Not because I didn’t know Him. I was desperate for a life I knew was possible, and I believed He was the only one who could make it happen. It was during this cultivated space that the unmasking of what I felt internally took place. I became vulnerable, honest, open, and real. In return, the Lord became my vault, my shelter, my judge, my counselor, my freedom, my hiding place. Jesus became a secret place for my despairing soul.
One of the things I love about the secret place with God is His attention to detail. He’ll reveal the answers to questions we didn’t know we had. He’ll open up wounds we’ve concluded were our fault, and offer a perspective that comes with freedom. Lastly, which is my favorite, He’ll show up. After all, isn’t that part of our expectations, for someone to show up? Therefore, I knew I had to show up too. The more I sought after His presence through journaling, praying, and reading scriptures, the more I became acquainted with His presence. He’ll invade my thoughts with dominant questions. He’ll ask me to talk to Him as if He were a close relative I knew, and told me to be honest whenever I pray. His presence would provoke vulnerability. He’ll wake me up at odd hours of the night to spend time with Him. I truly found myself wanting to be in His company all the time. What I was seeking from Christmas Hallmark movies or novels, the Lord Jesus gave me something better. He just didn’t offer me companionship. He offered me identity, truth, and friendship. He became the reality I was looking for and later gave me a community (husband, family, friends) that reflects His intentions from our secret place.
TO THE READER
One of the things I notice about God is that He is so quick to lean into our broken hearts. He’s ready to prune out the areas of ourselves we want to keep hidden from Him. The same environments we create for ourselves for peace, to feel loved, seen, or heard, etc . He’s awaiting to create an environment of His own so that our souls remain nourished. The environment is full of unconditional love, protection, grace, and safety. For that to always be our REALITY, we have to choose the secret place every single day of our lives.

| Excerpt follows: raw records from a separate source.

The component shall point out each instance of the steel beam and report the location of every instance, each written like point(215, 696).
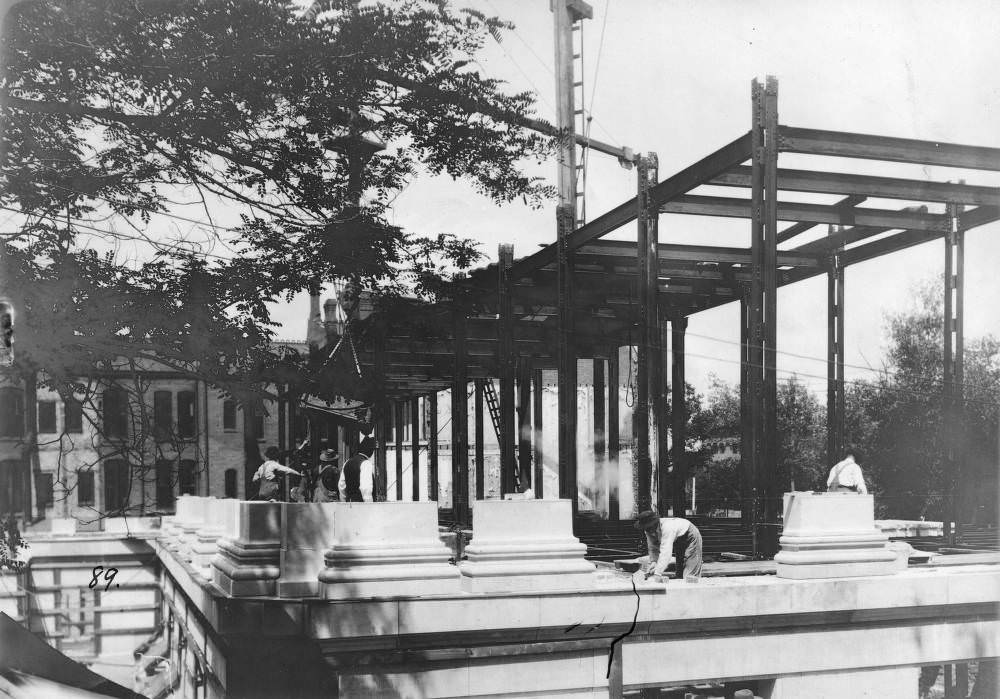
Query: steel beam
point(614, 435)
point(867, 186)
point(506, 361)
point(697, 205)
point(721, 160)
point(903, 150)
point(566, 351)
point(460, 427)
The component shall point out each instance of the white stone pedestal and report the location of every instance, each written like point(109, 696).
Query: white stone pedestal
point(386, 549)
point(520, 545)
point(306, 532)
point(206, 540)
point(248, 558)
point(832, 535)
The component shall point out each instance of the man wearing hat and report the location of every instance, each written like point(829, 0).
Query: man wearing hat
point(666, 534)
point(329, 476)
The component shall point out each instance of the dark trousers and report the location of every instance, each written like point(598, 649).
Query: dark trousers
point(687, 553)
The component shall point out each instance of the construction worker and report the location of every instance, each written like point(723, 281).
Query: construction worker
point(671, 534)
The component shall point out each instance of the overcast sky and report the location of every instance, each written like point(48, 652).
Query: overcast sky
point(674, 78)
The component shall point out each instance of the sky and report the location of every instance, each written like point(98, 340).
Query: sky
point(674, 78)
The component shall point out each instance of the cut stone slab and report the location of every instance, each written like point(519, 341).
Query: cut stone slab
point(386, 549)
point(522, 545)
point(832, 535)
point(248, 560)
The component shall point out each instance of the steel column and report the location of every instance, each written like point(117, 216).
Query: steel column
point(479, 435)
point(538, 406)
point(678, 413)
point(954, 370)
point(648, 266)
point(415, 446)
point(432, 446)
point(566, 361)
point(400, 437)
point(835, 401)
point(460, 426)
point(614, 436)
point(506, 362)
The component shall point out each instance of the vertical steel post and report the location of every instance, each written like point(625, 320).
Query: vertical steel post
point(614, 436)
point(400, 437)
point(566, 362)
point(678, 413)
point(506, 362)
point(648, 268)
point(415, 446)
point(432, 446)
point(524, 432)
point(600, 464)
point(835, 401)
point(538, 405)
point(776, 480)
point(479, 436)
point(954, 263)
point(460, 426)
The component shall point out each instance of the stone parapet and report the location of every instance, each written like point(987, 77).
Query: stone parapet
point(521, 545)
point(386, 549)
point(832, 535)
point(247, 563)
point(307, 530)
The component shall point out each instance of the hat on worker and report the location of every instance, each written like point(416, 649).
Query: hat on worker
point(646, 519)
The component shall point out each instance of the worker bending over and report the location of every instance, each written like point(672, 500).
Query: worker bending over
point(666, 534)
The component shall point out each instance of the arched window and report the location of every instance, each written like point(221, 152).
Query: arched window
point(230, 477)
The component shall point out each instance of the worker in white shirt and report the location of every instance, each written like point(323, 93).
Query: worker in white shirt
point(671, 534)
point(846, 476)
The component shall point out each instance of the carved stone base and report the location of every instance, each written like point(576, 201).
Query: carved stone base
point(832, 535)
point(386, 549)
point(248, 559)
point(306, 532)
point(520, 545)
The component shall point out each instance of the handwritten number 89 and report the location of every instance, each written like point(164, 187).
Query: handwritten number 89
point(109, 575)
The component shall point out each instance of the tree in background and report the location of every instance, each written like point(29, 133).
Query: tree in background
point(898, 417)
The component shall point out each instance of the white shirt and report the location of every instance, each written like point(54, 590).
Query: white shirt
point(847, 474)
point(367, 484)
point(661, 547)
point(268, 469)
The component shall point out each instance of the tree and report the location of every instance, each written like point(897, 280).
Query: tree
point(117, 116)
point(899, 417)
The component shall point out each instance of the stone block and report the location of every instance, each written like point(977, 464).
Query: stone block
point(306, 532)
point(206, 540)
point(832, 535)
point(525, 545)
point(248, 560)
point(386, 549)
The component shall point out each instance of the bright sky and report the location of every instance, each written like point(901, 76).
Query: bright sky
point(674, 78)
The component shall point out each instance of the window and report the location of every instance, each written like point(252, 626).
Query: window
point(187, 478)
point(72, 416)
point(11, 412)
point(47, 416)
point(186, 414)
point(115, 412)
point(11, 480)
point(229, 415)
point(163, 415)
point(43, 490)
point(85, 487)
point(230, 477)
point(116, 482)
point(165, 484)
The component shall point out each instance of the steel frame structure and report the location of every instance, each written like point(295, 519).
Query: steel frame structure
point(583, 297)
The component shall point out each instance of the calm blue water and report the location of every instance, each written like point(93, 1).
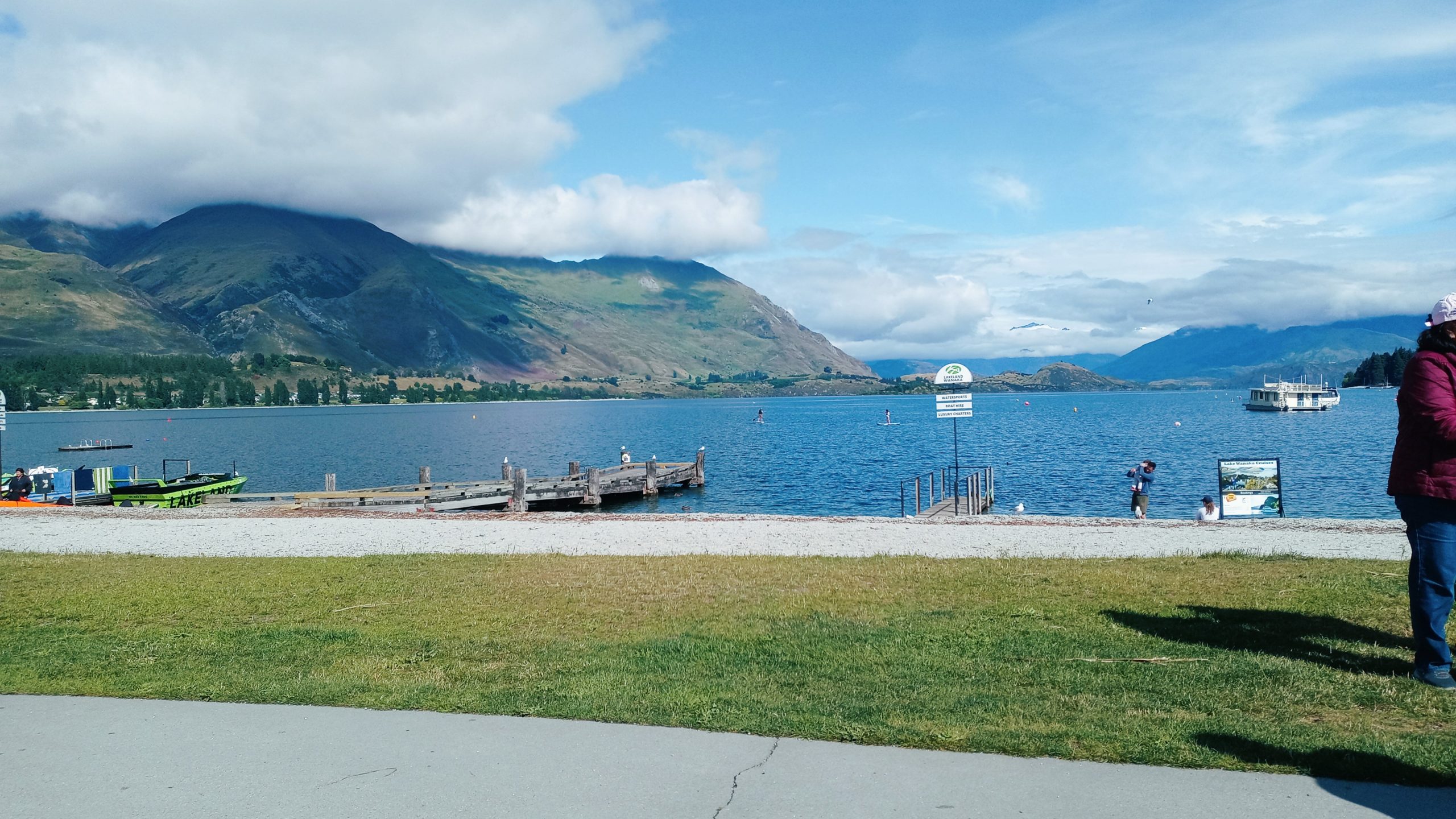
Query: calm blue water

My prayer for the reader is this: I pray you give yourself permission to cultivate a space, time, and routine with God that allows you to become familiar with Him. Familiar with how He thinks, but most importantly, familiar with His goodness. We love the environments we create for ourselves because they grant us this security system we build for protection. But if we are protecting ourselves, we forfeit God’s strategic ways concerning us, and those ways are good!
I pray for any areas of self-sufficiency. Those areas we mask as self-sustaining but are truly an enemy to the Lord. I pray that you will be overwhelmed by His care for you. And every area you find yourself controlling, you discover your hands of protection will never be good enough.
I pray for those who have developed a secret place with the Lord, and now it's burning like an altar to your soul. I pray you develop a sacred love for God. That nothing penetrates it or uproots it by any desires or environments you find to be an answered prayer. Because the Lord has answered your prayers, may you find yourself in deeper intimacy with Him. Don’t lose your fire, don’t lose your vulnerability, and don’t forsake your covenant with Him.
I pray for those who are new to the idea of building a secret place with the Lord. I pray that whatever you find your security, comfort, and/or identity in, you concentrate your affections on the Lord Jesus instead of the environments you find to be safe. I pray your focus on Him shatters every idea you may have had about your life. I pray that as the Lord reveals Himself to you, you discover the true beauty that lies within you! May that beauty be His love, His light, and His care for you!